I hear you're buying a guitar and a harpsichord and are throwing your macbook out the window because you want to make something real. You want to make a Barclay James Harvest record.
I hear that you and your band have sold your mellotron and bought an oboe.
I hear that you and your band have sold your oboe and bought a mellotron.
I hear everybody that you know is more relevant than everybody that I know.

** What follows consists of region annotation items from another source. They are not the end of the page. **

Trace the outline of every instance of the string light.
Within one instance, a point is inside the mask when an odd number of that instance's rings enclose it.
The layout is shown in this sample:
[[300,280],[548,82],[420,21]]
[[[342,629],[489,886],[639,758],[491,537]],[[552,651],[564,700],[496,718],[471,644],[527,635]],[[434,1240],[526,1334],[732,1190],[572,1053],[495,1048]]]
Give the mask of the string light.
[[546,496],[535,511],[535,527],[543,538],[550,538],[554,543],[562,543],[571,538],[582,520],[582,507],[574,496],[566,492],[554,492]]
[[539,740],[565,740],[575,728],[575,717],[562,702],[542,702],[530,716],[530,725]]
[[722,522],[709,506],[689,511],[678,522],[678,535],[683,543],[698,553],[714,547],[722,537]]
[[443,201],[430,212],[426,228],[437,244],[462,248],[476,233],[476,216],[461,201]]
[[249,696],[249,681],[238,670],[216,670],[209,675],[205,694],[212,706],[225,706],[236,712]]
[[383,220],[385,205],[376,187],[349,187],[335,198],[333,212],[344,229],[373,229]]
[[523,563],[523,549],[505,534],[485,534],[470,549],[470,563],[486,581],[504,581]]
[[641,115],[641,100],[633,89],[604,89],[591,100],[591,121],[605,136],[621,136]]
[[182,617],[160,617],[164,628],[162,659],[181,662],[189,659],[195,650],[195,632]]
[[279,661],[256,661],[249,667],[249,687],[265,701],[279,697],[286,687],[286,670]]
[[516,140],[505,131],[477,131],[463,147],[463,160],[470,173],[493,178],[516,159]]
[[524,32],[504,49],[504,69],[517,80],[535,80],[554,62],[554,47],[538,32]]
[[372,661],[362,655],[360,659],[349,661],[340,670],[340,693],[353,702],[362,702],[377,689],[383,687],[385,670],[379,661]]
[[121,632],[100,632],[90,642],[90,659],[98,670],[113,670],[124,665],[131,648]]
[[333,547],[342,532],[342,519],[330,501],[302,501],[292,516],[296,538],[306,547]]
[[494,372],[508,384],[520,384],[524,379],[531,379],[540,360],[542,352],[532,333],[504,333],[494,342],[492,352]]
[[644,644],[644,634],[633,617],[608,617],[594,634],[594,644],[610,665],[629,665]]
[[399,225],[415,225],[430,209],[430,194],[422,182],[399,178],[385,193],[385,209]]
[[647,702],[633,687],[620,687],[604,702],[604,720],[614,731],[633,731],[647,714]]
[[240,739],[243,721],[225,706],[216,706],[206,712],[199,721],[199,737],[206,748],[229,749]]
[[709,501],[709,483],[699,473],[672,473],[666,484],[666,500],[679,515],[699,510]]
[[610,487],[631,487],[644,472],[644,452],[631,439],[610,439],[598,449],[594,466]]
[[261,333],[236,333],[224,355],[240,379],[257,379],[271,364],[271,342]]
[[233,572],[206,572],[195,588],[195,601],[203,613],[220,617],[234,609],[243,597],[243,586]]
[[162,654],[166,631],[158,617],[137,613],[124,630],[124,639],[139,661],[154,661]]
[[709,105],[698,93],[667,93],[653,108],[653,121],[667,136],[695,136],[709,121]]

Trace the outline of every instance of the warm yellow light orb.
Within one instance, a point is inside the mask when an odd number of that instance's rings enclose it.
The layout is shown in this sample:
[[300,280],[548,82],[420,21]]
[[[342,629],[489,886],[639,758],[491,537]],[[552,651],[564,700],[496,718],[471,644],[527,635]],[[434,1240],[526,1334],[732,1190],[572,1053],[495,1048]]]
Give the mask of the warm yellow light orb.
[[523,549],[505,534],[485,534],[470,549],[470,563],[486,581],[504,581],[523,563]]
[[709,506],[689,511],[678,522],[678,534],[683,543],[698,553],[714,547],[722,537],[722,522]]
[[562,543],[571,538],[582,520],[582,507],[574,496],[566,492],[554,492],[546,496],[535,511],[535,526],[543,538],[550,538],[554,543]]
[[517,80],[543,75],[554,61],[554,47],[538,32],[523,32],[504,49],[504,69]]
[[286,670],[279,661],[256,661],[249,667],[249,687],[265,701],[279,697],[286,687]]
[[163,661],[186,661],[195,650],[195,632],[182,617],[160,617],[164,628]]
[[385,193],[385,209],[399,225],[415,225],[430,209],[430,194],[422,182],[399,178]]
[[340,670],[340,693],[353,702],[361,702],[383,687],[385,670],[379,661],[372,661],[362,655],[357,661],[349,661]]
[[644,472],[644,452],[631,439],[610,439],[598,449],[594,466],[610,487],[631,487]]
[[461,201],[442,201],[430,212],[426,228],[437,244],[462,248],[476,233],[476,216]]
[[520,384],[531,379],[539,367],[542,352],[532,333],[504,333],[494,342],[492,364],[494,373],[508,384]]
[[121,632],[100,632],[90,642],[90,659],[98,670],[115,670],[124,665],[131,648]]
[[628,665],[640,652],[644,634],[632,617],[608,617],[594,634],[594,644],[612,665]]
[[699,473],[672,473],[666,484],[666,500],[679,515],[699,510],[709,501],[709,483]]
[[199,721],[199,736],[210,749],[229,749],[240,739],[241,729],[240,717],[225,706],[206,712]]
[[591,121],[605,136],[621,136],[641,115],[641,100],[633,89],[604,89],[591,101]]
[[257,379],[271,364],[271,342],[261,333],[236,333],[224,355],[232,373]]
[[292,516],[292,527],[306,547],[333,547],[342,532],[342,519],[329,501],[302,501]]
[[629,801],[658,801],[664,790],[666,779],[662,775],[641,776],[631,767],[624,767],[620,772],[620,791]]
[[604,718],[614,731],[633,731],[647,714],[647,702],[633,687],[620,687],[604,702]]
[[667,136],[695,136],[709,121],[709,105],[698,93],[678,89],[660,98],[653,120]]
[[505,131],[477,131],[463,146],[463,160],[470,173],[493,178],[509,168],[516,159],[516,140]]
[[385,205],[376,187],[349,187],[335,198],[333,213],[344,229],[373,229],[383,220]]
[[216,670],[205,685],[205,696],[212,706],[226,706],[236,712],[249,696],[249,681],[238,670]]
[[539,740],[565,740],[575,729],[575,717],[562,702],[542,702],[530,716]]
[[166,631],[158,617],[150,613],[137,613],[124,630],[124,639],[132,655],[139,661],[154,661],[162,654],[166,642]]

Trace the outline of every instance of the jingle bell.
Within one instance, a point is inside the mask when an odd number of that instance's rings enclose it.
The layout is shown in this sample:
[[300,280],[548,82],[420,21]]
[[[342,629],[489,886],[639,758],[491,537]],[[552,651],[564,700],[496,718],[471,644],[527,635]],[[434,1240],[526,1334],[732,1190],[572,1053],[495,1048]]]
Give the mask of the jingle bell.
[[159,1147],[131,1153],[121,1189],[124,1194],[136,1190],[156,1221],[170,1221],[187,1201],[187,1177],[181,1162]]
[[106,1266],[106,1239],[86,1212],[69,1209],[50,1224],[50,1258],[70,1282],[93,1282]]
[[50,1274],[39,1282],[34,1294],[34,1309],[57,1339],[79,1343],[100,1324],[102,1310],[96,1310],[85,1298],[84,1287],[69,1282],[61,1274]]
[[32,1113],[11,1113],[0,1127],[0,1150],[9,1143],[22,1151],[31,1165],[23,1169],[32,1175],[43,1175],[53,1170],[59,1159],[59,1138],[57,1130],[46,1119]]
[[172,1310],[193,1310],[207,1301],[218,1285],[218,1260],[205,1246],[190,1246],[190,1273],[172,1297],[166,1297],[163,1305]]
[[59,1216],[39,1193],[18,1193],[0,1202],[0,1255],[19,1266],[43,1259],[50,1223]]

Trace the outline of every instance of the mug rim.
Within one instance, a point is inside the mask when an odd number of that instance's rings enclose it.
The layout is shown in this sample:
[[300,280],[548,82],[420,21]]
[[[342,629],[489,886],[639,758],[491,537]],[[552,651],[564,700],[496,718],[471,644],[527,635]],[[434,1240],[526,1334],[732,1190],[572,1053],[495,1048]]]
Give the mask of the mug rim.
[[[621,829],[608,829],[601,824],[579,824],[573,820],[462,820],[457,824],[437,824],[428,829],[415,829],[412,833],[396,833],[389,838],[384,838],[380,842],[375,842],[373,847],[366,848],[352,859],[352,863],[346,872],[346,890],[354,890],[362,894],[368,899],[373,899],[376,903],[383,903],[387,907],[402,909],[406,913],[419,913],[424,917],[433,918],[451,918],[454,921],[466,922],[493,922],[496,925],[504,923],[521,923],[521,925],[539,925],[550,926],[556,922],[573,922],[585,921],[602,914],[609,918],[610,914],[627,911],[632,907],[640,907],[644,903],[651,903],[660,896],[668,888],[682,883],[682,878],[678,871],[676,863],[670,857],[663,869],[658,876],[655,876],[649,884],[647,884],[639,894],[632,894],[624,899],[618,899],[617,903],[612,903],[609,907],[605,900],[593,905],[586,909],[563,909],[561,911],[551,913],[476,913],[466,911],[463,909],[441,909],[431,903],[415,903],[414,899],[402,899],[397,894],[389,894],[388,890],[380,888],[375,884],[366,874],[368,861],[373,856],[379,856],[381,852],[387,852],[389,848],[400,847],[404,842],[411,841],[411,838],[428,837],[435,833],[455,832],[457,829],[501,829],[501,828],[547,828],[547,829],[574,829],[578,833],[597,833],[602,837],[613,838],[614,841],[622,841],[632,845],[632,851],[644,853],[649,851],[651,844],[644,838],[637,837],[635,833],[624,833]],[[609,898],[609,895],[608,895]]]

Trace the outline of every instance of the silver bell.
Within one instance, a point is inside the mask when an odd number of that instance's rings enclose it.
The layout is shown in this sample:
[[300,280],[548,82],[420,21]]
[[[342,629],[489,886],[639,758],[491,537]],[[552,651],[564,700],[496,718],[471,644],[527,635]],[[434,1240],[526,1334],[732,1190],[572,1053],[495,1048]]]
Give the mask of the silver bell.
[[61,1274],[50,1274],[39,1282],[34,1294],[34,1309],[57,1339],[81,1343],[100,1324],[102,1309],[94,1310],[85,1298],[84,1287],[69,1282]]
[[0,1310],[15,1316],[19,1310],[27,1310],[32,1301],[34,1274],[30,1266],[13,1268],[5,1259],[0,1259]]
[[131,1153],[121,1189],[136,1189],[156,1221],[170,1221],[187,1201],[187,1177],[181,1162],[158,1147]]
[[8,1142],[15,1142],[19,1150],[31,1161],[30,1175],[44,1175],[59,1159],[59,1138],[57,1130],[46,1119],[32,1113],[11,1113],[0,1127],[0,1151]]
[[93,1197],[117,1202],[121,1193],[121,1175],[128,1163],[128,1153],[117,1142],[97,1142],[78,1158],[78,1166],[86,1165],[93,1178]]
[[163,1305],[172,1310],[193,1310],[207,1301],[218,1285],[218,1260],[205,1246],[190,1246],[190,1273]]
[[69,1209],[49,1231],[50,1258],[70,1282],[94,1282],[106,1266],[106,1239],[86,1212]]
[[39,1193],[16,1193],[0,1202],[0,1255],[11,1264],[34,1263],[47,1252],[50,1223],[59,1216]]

But have you seen my records?
In Retrospect,
DeepChord presents Echospace,
The Mojo Men,
Suicide,
Black Flag,
June Days,
Index,
James White and The Blacks,
Deakin,
the Bar-Kays,
Gang Green,
Roy Ayers,
Unwound,
The Walker Brothers,
Notorious BIG live in Amsterdam,
Robert Görl,
The Skatalites,
ABBA,
Joensuu 1685,
Bootsy's Rubber Band,
Siouxsie and the Banshees,
Echo & the Bunnymen,
Simply Red,
Joyce Sims,
Oppenheimer Analysis,
Gil Scott Heron,
Pete Rock & C.L. Smooth,
The Slackers,
PIL,
New Order,
Avey Tare's Slasher Flicks,
Rosa Yemen,
Lonnie Liston Smith,
Judy Mowatt,
Bobby Byrd,
The Names,
Juan Atkins,
Dennis Brown,
Rahsaan Roland Kirk,
Alison Limerick,
Visionaries,LMNO, T- Love & Iriscience,
Zero Boys,
Duran Duran,
Robert Wyatt,
Dr. Dre and Snoop Doggy Dog,
Outsiders,
Yusef Lateef,
Royal Trux,
Sun Ra Arkestra,
Nils Olav,
The Residents,
Erykah Badu,
David McCallum,
The Slits,
the Fania All-Stars,
Heaven 17,
Terrestrial Tones,
Mad Mike,
Red Lorry Yellow Lorry,
Sex Pistols,
The Angels of Light,
the Association,
Smog, Smog, Smog, Smog.
You don't know what you really want.
You don't know what you really want.
You don't know what you really want.
You don't know what you really want.
You don't know what you really want.
You don't know what you really want.
You don't know what you really want.
You don't know what you really want.
You don't know what you really want.
You don't know what you really want.
You don't know what you really want.
You don't know what you really want.
You don't know what you really want.
You don't know what you really want.
You don't know what you really want.